John A. Logan College Museum and Gallery
Named after Civil War General John A. Logan, the college combines modern architecture and a beautiful park-like setting. Memorabilia of General Logan and his wife, Mary, are on display in the museum and art gallery at the college.
Byron Museum Of History & Lucius Read House
The Byron Museum Complex consists of a large Exhibit Hall and the historic Lucius Read House, which was on the Underground Railroad and is a listed site on the National Underground Railroad Network to Freedom. The Read House features a permanent exhibit entitled, ‘From Shackles to Freedom: The Underground Railroad’ which shines a spotlight on Byron’s participation in the Underground Railroad. We are happy to accommodate group tours outside regular hours. Tours are free and are self-guided or a docent can be arranged. We also have ample meeting space available.
David Davis Mansion
The David Davis Mansion was the home of Judge David Davis, the friend, mentor and campaign manager for Abraham Lincoln. The elegant 36-room Victorian home tells the story of the generation that led the United States through the Civil War and early years of Reconstruction. Take a tour of the lavishly decorated mansion, where you’ll learn about the important friendship between Davis and Lincoln, and get a peek at what life was like for a wealthy Victorian-era family.
Confederate Prison Site
Built in 1833, Alton houses Illinois' first state penitentiary. During the Civil War, the facility imprisoned thousands of Confederate soldiers. Partial remains of the structure can still be observed today.
Confederate Cemetery and Memorial
This monument remembers those who died in the infamous Alton prison. A smallpox virus spread rapidly through the Alton Prison in 1863, killing more than 1,435 incarcerated soldiers. The soldiers are laid to rest here and each of their names is commemorated at the Memorial. The Alton Prison and Confederate Cemetery are some of the rare northernmost monuments to the Confederate Soldier.

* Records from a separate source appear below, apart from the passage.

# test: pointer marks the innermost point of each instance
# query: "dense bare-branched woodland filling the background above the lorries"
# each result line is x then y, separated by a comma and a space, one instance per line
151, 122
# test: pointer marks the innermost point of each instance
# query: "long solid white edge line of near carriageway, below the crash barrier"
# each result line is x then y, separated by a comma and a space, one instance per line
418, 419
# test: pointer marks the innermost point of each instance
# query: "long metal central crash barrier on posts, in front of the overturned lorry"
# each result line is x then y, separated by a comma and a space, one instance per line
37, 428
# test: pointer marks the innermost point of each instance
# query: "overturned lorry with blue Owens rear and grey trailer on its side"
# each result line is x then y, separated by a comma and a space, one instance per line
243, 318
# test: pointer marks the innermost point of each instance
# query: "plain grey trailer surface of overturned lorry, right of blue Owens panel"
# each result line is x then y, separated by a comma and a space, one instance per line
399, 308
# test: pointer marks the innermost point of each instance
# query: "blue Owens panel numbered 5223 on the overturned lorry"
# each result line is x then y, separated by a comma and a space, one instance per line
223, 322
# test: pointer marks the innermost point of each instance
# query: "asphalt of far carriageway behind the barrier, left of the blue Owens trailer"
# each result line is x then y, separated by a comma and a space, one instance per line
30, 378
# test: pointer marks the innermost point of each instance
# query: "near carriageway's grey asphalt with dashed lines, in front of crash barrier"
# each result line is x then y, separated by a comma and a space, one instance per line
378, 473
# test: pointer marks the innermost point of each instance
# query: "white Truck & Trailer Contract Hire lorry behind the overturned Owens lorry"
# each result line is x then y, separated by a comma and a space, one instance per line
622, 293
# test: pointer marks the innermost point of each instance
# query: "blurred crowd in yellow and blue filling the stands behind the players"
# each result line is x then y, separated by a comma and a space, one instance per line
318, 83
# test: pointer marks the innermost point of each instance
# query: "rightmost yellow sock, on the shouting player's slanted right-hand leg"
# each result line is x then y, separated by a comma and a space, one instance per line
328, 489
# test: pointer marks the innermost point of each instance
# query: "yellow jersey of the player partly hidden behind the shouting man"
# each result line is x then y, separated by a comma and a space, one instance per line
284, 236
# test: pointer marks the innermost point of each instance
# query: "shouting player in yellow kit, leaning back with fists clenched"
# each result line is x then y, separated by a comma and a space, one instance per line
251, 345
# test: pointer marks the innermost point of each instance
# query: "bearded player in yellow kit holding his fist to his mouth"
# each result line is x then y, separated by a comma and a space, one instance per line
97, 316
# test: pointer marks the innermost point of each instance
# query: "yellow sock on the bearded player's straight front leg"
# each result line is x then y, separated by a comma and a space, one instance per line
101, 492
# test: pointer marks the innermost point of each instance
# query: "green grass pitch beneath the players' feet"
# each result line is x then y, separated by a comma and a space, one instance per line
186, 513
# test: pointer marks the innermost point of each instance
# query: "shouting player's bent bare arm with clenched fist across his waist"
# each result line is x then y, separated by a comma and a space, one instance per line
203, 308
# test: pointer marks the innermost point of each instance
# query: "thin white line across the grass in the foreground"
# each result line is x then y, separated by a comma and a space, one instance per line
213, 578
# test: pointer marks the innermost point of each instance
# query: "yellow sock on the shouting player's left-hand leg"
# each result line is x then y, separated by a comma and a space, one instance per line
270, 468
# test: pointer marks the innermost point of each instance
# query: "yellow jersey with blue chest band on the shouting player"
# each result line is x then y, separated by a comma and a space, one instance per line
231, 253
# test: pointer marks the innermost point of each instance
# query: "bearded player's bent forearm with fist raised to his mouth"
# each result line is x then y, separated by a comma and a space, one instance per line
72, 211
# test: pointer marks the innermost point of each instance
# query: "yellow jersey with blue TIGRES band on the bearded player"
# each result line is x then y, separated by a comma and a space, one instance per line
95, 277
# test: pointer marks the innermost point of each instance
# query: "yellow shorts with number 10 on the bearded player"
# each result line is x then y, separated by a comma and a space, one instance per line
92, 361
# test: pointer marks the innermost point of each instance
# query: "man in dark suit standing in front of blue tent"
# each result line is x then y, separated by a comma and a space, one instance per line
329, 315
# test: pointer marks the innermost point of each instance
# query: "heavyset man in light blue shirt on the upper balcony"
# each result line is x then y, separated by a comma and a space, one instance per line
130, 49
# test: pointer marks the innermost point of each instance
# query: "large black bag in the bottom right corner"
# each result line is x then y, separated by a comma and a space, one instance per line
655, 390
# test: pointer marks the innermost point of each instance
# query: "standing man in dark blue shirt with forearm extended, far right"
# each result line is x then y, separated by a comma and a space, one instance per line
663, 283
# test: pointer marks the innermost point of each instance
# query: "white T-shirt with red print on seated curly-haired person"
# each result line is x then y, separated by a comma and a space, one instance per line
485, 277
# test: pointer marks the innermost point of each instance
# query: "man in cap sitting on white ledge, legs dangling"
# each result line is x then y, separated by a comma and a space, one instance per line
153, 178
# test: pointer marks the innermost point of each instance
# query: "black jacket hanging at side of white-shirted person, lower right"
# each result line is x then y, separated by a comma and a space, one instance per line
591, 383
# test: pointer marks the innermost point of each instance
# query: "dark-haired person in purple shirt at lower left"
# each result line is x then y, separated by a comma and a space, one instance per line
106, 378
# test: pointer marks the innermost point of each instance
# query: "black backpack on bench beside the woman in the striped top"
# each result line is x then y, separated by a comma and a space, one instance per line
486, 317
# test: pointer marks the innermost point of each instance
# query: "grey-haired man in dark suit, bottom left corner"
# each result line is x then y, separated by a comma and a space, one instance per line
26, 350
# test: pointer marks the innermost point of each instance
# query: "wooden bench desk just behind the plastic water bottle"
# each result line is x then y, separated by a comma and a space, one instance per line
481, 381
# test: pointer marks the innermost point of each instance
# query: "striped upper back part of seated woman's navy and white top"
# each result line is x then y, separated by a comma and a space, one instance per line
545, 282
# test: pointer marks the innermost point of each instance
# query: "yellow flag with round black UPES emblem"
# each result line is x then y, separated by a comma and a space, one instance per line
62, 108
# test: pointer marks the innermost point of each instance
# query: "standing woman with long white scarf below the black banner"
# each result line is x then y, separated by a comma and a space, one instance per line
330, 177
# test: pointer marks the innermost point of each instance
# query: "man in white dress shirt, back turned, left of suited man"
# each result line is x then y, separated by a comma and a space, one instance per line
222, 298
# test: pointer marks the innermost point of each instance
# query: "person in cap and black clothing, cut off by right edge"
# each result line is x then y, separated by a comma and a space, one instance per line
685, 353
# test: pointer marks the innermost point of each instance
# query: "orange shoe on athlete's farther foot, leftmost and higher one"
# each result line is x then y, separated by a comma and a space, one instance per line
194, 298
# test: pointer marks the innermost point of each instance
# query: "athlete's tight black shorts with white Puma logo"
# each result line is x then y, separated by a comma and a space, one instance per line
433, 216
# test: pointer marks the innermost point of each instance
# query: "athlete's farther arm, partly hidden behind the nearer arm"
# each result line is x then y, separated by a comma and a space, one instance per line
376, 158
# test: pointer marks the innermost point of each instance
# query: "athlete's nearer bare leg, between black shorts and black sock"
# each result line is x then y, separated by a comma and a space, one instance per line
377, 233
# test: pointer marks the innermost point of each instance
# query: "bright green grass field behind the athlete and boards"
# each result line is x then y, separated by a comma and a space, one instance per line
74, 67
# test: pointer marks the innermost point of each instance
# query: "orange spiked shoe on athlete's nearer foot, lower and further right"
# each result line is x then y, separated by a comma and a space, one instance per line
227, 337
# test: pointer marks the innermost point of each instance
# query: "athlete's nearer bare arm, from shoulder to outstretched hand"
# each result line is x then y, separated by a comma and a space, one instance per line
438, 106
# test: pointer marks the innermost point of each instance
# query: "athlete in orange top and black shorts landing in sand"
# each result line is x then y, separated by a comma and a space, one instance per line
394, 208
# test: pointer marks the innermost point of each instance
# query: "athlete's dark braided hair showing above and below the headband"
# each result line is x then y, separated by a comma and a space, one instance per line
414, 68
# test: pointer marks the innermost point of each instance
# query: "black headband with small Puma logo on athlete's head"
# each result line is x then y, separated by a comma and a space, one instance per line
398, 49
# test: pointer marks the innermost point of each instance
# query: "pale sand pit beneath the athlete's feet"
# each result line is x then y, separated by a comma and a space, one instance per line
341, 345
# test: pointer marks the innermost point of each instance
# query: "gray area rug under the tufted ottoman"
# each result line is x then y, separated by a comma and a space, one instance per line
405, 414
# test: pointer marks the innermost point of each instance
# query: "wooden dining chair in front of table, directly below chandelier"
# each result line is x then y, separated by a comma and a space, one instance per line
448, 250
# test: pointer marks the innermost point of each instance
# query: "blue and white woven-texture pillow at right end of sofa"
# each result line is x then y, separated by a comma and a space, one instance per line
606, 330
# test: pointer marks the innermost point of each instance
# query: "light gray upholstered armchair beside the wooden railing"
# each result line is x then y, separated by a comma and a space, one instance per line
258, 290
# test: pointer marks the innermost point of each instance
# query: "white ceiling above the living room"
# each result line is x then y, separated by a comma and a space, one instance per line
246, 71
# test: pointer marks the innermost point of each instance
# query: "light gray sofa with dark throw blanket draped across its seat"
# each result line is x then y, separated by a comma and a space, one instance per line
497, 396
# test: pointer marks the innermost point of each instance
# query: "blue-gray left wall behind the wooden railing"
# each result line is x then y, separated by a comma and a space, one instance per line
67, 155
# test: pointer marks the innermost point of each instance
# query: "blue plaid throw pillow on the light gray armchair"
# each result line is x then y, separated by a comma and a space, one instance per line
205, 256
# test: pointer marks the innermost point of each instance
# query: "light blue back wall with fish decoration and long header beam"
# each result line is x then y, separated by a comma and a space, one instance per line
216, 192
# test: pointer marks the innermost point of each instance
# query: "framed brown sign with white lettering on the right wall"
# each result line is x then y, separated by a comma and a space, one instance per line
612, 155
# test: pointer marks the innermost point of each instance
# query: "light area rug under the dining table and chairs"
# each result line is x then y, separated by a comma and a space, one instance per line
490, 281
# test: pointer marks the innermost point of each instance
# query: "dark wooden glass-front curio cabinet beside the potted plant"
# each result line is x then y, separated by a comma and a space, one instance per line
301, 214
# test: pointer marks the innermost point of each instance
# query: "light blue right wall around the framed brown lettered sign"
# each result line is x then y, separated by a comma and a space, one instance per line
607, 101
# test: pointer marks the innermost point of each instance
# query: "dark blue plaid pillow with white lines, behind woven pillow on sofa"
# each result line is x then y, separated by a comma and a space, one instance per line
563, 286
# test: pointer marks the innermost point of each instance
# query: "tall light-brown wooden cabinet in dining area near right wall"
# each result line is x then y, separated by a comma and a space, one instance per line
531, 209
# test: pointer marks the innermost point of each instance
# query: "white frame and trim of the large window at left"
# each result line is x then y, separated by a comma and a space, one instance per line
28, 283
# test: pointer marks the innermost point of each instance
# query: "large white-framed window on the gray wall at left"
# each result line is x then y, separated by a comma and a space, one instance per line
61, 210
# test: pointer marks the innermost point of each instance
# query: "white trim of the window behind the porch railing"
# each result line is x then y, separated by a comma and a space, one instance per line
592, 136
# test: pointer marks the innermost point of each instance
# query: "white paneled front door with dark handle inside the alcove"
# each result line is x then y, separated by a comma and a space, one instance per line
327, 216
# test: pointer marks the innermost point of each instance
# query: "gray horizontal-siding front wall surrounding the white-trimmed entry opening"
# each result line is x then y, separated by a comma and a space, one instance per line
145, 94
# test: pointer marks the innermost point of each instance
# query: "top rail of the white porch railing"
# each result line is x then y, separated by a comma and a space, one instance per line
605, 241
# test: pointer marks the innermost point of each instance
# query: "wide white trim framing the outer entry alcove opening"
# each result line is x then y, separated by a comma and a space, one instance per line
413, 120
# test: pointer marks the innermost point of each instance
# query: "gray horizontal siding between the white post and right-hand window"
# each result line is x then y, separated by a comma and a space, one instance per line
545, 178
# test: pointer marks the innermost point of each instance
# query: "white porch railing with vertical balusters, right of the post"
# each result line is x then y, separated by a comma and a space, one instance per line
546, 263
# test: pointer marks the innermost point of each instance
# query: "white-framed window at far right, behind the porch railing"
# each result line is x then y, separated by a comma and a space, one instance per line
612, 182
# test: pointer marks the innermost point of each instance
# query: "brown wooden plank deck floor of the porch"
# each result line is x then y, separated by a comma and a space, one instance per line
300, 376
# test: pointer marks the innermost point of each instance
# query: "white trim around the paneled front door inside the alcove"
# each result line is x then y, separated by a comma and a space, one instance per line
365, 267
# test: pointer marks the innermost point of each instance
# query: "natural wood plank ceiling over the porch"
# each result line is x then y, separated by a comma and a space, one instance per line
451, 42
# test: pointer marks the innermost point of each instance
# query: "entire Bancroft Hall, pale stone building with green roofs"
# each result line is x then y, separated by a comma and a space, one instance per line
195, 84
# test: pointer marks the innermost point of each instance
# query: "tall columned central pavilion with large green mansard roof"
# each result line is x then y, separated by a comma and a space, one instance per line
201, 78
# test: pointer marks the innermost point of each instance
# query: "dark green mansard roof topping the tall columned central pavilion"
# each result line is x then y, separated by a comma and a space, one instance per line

Lincoln & Civil War Legacy Trail
Walk in the footsteps of Abraham and Mary Todd Lincoln, and Civil War soldiers from both North and South. Experience the life of young Lincoln as a lawyer, duelist and orator. It was here that the final Lincoln-Douglas Debate took place, with the issue of slavery on the minds of spectators. It was here that Confederate soldiers were held captive, died and were buried. It was here that Alton resident and U.S. Senator Lyman Trumbull authored the 13th Amendment, putting an end to slavery in the United States. Experience the 11 historic sites interpreted along the Lincoln & Civil War Legacy Trail.
J.E. Robinson Underground Railroad Tours
In the early 1800s, Alton became a safe haven for slaves escaping from the bonds of slavery. Because of the area's neighboring slave state of Missouri, runaways found refuge in the free land surrounding Alton. The tunnels of the Underground Railroad run deep beneath the streets along the "Alton Route." The area was a major stop along the Underground Railroad, hiding slaves in caves, barns and basements throughout Alton, Otterville and Jerseyville. Hear the slave's tales, feel their fear and learn about Alton's remarkable past on an Underground Railroad Tour. Tours available by appointment only.